GANs and Plans

ben W hwang
Indulgentsia
Published in
9 min readDec 6, 2019

Using Neural Networks to explore thematic content

One of our Generative Collages explained below

Continuing from where we last left off (a little over two months ago now) we have spent time exploring themes surrounding the Chinese Social Credit System and we have surveyed possible technologies that might provide us with some interesting tools and ways of exploring these themes.

The Old Indulgences

A Question to a Mintmaker, woodcut by Jörg Breu

One concept that our artist explored was drawing parallels between the medieval tradition of Catholic indulgences and the social credit system. When we think of indulgences today, we generally think of it as a form of enjoying oneself through splurging; however, in the medieval era indulgence had a much more significant meaning. Indulgence was “a way to reduce the amount of punishment one has to undergo for sins” and an indulgence could be obtained by performing a “good” act or deed. This generally constituted prayer, public works, and donations for Catholic works. The donation part is where — as you can imagine— things got out of hand and gave the catholic practice of indulgences a reputation of abuse.

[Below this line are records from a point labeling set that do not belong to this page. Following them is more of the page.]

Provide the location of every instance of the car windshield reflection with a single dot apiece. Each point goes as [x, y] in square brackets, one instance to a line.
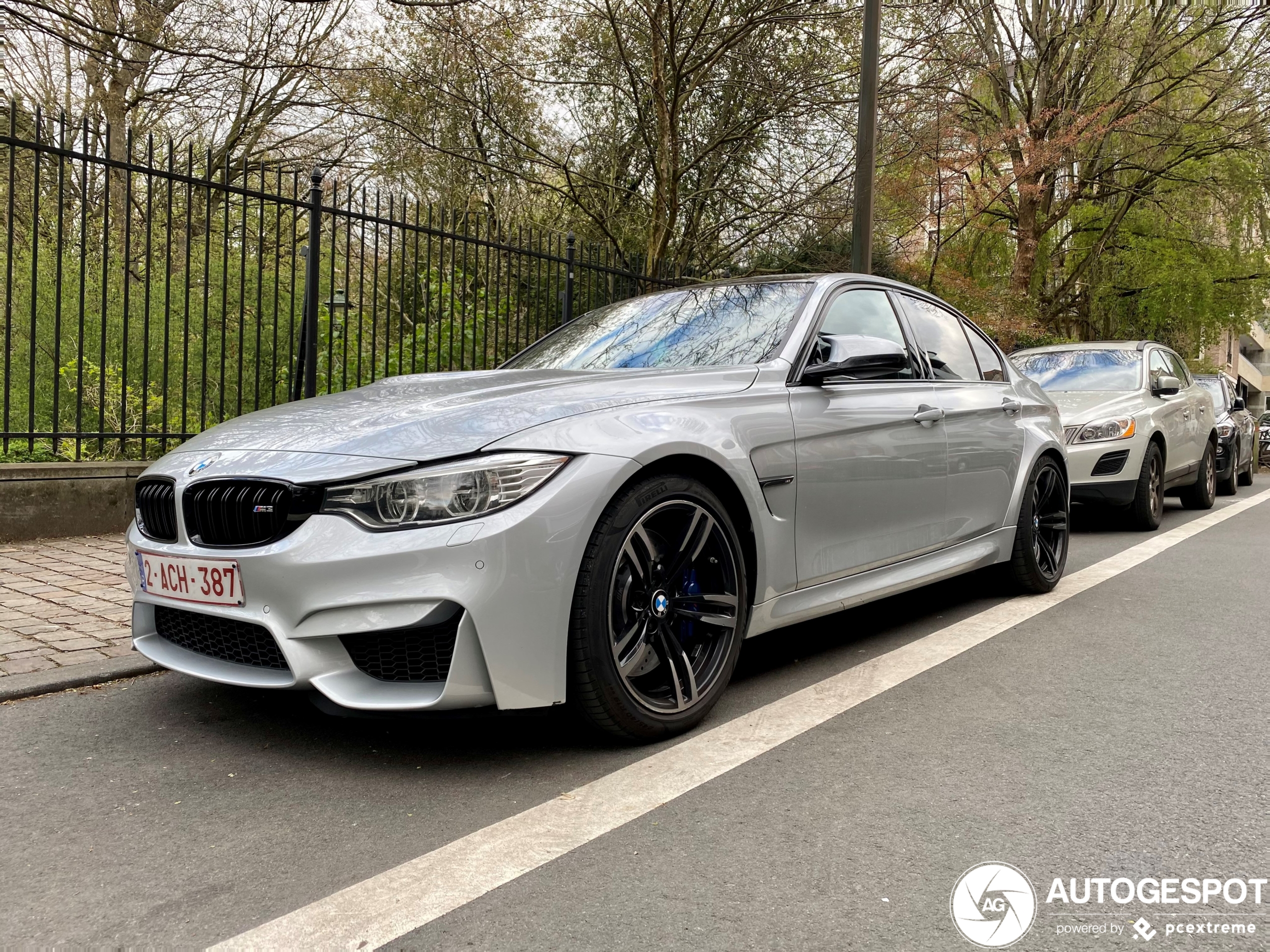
[705, 327]
[1082, 370]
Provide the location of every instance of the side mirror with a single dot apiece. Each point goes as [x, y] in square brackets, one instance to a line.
[858, 357]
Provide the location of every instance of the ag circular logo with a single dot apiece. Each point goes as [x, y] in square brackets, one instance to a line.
[994, 906]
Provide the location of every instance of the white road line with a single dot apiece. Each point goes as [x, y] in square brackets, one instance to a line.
[396, 902]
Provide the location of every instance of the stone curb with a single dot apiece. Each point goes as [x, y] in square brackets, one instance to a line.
[76, 676]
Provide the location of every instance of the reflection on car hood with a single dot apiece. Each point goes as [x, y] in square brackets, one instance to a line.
[1078, 407]
[436, 415]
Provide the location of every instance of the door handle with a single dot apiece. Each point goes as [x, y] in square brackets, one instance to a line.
[928, 415]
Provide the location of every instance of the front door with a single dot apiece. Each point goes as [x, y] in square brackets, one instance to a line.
[986, 442]
[1174, 418]
[870, 478]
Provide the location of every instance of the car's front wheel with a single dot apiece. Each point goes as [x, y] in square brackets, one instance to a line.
[1246, 476]
[658, 612]
[1203, 493]
[1040, 541]
[1230, 485]
[1147, 508]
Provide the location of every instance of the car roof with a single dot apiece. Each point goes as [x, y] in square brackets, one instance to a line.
[1092, 346]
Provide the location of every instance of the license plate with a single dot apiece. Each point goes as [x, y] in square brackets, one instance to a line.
[214, 582]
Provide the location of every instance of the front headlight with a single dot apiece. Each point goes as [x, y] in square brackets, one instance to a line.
[446, 493]
[1099, 431]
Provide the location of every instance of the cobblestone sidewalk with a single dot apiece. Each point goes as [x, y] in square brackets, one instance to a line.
[62, 602]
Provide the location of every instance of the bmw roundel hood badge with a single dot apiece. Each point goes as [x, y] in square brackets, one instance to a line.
[204, 464]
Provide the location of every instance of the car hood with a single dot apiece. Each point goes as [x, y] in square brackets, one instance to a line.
[1078, 407]
[438, 415]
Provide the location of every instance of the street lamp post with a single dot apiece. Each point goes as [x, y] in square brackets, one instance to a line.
[862, 216]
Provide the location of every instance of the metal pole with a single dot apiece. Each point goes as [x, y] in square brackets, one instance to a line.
[313, 266]
[298, 385]
[862, 217]
[568, 277]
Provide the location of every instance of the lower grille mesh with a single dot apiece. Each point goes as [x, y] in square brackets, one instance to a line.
[226, 639]
[406, 654]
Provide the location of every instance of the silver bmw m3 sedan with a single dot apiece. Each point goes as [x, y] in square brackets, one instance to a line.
[604, 520]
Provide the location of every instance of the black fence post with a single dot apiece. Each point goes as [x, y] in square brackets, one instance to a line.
[313, 268]
[568, 277]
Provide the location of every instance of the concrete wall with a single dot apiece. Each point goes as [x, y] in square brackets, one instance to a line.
[65, 499]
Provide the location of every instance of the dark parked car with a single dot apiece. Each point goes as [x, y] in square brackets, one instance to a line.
[1236, 434]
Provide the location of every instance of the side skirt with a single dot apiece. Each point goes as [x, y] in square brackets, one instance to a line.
[854, 591]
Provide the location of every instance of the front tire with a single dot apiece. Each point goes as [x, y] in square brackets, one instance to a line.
[1203, 493]
[1044, 520]
[660, 611]
[1246, 476]
[1147, 508]
[1230, 485]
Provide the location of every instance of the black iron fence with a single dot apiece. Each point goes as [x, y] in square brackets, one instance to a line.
[152, 292]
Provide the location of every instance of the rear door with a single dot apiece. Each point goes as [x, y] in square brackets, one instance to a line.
[870, 478]
[986, 442]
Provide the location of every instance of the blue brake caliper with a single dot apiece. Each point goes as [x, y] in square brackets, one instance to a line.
[690, 587]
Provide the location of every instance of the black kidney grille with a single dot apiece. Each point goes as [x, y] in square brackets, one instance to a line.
[156, 509]
[406, 654]
[226, 639]
[1110, 464]
[232, 513]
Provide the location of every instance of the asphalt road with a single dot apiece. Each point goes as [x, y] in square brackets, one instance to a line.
[1122, 733]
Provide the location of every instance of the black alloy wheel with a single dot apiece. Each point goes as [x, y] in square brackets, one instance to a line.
[1147, 508]
[1044, 522]
[1203, 493]
[1228, 484]
[660, 611]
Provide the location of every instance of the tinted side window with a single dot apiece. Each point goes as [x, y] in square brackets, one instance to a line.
[940, 335]
[990, 365]
[864, 313]
[1180, 371]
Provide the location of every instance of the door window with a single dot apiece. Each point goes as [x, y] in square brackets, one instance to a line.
[866, 313]
[990, 363]
[1180, 371]
[940, 335]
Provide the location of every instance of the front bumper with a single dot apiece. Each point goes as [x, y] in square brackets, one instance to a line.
[1118, 478]
[511, 574]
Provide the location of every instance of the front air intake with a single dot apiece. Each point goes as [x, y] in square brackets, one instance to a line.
[1110, 464]
[225, 639]
[406, 654]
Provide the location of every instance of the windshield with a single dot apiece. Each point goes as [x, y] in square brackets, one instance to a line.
[705, 327]
[1082, 370]
[1214, 387]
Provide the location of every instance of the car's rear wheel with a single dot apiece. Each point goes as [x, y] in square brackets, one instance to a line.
[1203, 493]
[658, 612]
[1040, 542]
[1147, 508]
[1228, 485]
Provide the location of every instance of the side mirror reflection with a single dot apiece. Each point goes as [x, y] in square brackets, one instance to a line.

One of our style transfer examples…More on this below

Indulgence & Social Credit

Similar to the proposed Chinese Credit System, indulgences were structured as a way to compel citizens to perform good works with the hope that it would benefit society. Replace sin with score and the parallels are evident, especially when watching this Vice News broadcast. Aside from getting rewards for performing good deeds, if you watch around the 4:00 minute mark there is footage from a local community office where citizens can make donations — which the government says will go to charity — to raise their credit scores. Sound familiar? Hence this point of comparison became the basis for our first set of experiments using neural networks to explore the intersection of these two themes.

Neural Networks: GANs, Neural Style Transfer, and… a Collage Builder?

General Architecture of A Generative Adversarial Network

So why Neural Networks? Neural Networks are a state of the art branch of machine learning that, until relatively recently, have become usable due to the increased availability of huge amounts of data and significant improvements in computer hardware technology. In our previous post we had begun exploring ideas about visualizing data and how it could be representative of the Social Credit System.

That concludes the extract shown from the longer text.